I forgot what youtuber said that but i'm curious what you think about it. So, two games, Fallout New Vegas and Disco Elysium In DE if you are a fascist, almost everyone dislikes you and your homie Kim Kitsuragi realy hates you and your character constantly loses morale health bar points In NV you can join Legion and like... noone cares really, you can be homies with everyone, just one companion will not go with you and game does not condemn you in any way I know that devs at Obsidian are very nice folks with more liberal views, pro-LGBT and so on and yet there is this """problematic"""(i don't like this term because of Twitter's overuse) thing with letting player choose something they agree with their morality but if the choice is quite objectively wrong and immoral i think that we should make the player feel bad with their choices of supporting groups like Legion, to really pay for their decisions like making most of the companions unwilling to join you. Beigng recognized in towns and even attacked or making it simply so you can't really be friends with Legion and NCR at once, it's silly, it fits courier as a "Éminence grise" who just works for people for money and so on. but... Even if it's a choice in a video game and we can simply never make that choice of supporting imperialistic fascist slavers, if we do, i think player should be punished, and i think it could be interesting experience to make game much harder, to turn it into "hardest" to achieve ending
I don't agree with this. On the Disco Elysium side of things, that game doesn't really punish fascism to the degree you say it does. Like yes, it's portrayed as an ideology for losers and idiots and its Final Cut vision quest and the loss of morale points from the fascist Thought reflects that, but your conversations with most people are barely affected and if you still do your job Kim will still describe you as a pretty ok guy at the end. If anything, the game punishes you more for being a milquetoast centrist than being a fascist, constantly mocking you for sitting on the fence and the centrist vision quest being an anticlimactic waste of time that gets you nowhere. The Moralintern is a sinister, almost eldritch occupying force, while fascism is represented by a bunch of delusional idiots and a sympathetic war hero. And while New Vegas doesn't inherently punish you for siding with the Legion, taking the Legion outcome for every quest necessitates losing reputation with the NCR and most locations, locking you out of quest opportunities because people distrust you and eventually making everyone hostile and forcing you to go everywhere by disguise. Arcade and Boone will refuse to join you outright with positive Legion reputation and you'll lose Veronica as you proceed through the Legion storyline and likely Cass as well (no idea where you got the idea you can complete the game as Legion and only lose 1 companion). All of those suggestions are basically already implemented in the game. I mean, what more are you asking for? God to strike your character with lightning every time you gain Legion reputation? It sounds like you're complaining more about metagaming and players exploiting the reputation system so they can be friends with the Legion and NCR for as long as possible by putting off Legion quests, which is more a systematic issue than a design issue. I'm not even gonna go into your issue with the Legion being "objectively wrong and immoral" for being "imperialistic fascist slavers" yet seemingly not having the same complaints about the player not being punished for siding with the NCR. I don't have the patience to engage in a discussion of philosophy and politics or trust in TH-cam's automods.

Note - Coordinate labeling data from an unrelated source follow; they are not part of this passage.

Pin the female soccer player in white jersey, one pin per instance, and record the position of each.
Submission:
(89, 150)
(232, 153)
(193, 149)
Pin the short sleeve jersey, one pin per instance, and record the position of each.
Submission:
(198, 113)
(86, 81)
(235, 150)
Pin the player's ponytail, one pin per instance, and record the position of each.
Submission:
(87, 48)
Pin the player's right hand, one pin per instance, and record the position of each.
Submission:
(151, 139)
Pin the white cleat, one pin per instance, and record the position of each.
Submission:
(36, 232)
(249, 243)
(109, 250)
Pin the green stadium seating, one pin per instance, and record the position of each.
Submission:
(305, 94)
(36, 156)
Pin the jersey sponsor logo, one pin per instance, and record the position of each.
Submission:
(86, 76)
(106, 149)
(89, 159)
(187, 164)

This is such a whiny complaint. The whole point of an rpg is player freedom. Punishing players for what you consider “bad” (even if most people agree with you) is also a kinda hubristic view of things.

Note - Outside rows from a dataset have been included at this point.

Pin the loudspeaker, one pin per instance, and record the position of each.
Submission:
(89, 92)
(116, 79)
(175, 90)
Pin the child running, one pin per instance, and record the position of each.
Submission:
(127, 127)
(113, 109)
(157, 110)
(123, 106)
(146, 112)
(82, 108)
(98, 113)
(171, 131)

@@Dap1ssmonk You've obviously never played any of the classic fallouts if you're banging on about player freedom. Intelligence lower than 4? Everyone thinks you're an idiot and won't talk to you; goodbye nearly every quest. Kill one of those kids pickpocketing you in The Den? You're now a childkiller, everyone, murderers, crime lords and even slavers hate you, bounty hunters ambush you on fast travel and the game outright calls you evil. Playing a diplomat character and try to talk your way out of things? Well you haven't met Frank Horrigan mutie, hope you've built up your combat skills because there's only one way out of this. Better yet the game tries to foreshadow this at the start but by having a way for you to talk yourself out of it subverts the intended message. One even had you stuck on a strict timetable leaving you limited time to sort out quests otherwise you'd fall behind and fail the main quest. Something like this is perfectly in line with the old games. Being a Slaver in two will lock you out of quests, make people hate you and have the NCR hostile from before you've even had anything to do with them.

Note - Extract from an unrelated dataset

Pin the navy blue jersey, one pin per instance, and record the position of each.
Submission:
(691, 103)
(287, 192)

@@docholiday7975 there’s a difference between freedom and lack of consequences. You can unalive kids in the old fallout games too. It does you no favors, and actively makes the game almost impossible, but you can. Take your incorrect dissertation to Todd. Also new vegas does not have the anmount of stuff in it neccassary to punish you the way you are talking. There’s not enough merchants and other support within the legion to justify doing that, if the legion had more time in the devolper oven maybe you could get locked into their story line.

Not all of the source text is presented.